Wanneer we Jezus’ kruiswoorden “Ik heb dorst” overwegen, staan we met de Heilige Maagd Maria, Johannes en Maria Magdalena aan de voet van het kruis. Zij blijven gedrieën op de Calvarieberg als alle leerlingen gevlucht zijn. Wat hield hen daar? De zuiverheid van hart. Alleen naar de maat waarin we verlangen en ons inspannen om ons hart te zuiveren – om de Heer onze God te beminnen met heel ons hart, met heel onze ziel en met al onze krachten… en ons niet van Hem verwijderen – zullen we Jezus’ stem horen die dorst naar onze wederliefde.
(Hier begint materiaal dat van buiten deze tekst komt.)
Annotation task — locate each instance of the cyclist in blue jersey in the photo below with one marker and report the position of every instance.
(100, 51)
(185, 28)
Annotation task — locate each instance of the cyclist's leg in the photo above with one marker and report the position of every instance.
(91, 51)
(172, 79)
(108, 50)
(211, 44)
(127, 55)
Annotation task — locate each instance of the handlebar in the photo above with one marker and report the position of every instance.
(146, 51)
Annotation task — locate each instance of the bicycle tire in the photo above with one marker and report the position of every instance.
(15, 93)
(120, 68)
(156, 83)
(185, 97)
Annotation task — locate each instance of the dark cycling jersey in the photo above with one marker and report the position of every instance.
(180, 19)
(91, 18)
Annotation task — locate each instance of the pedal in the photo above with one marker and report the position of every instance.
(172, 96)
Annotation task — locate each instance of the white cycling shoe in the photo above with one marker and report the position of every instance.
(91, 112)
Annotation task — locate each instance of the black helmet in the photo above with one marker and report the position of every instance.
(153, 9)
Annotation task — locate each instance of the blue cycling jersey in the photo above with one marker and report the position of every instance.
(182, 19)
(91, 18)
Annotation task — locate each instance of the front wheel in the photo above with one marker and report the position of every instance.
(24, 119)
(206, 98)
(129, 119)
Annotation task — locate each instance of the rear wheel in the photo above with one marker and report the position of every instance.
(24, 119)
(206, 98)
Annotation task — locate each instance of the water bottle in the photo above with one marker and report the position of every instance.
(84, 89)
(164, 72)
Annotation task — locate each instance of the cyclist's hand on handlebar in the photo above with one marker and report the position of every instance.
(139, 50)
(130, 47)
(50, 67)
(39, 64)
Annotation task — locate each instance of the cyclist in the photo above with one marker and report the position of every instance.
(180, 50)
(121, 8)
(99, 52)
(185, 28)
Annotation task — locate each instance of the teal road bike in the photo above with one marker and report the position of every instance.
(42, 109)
Het ontbreekt ons aan een eenvoudig vertrouwen op God… we willen het te veel zelf in de hand houden en zijn te zeer in beslag genomen door ons eigen succes. Onze dorst is vaak niet de ‘dorst naar de gerechtigheid’ waarover Jezus in de zaligsprekingen spreekt. We doen er goed aan om stil te staan bij de woorden van de profeet Jeremia: “Mijn volk: ze heeft Mij verlaten, de bron van levend water, en ze hebben regenbakken gemaakt, die gebarsten zijn en die geen water kunnen houden.” Als we Jezus’ dorst aan het kruis willen lessen, moeten we bidden om een zuiver hart dat naar Hem luistert en beantwoord… door de zonde af te leggen, door te strijden tegen egoïsme en ijdelheid. God heeft meer dorst naar ons, dan wij kunnen hebben naar Hem. Als zijn laatste woorden: “Mijn God, mijn God, waarom hebt U mij verlaten?” uitdrukking zijn het lijden van de mens zonder God, dan zijn de woorden: “Ik heb dorst” uitdrukking van het lijden van God zonder de mens. Hij heeft dorst om onzentwil.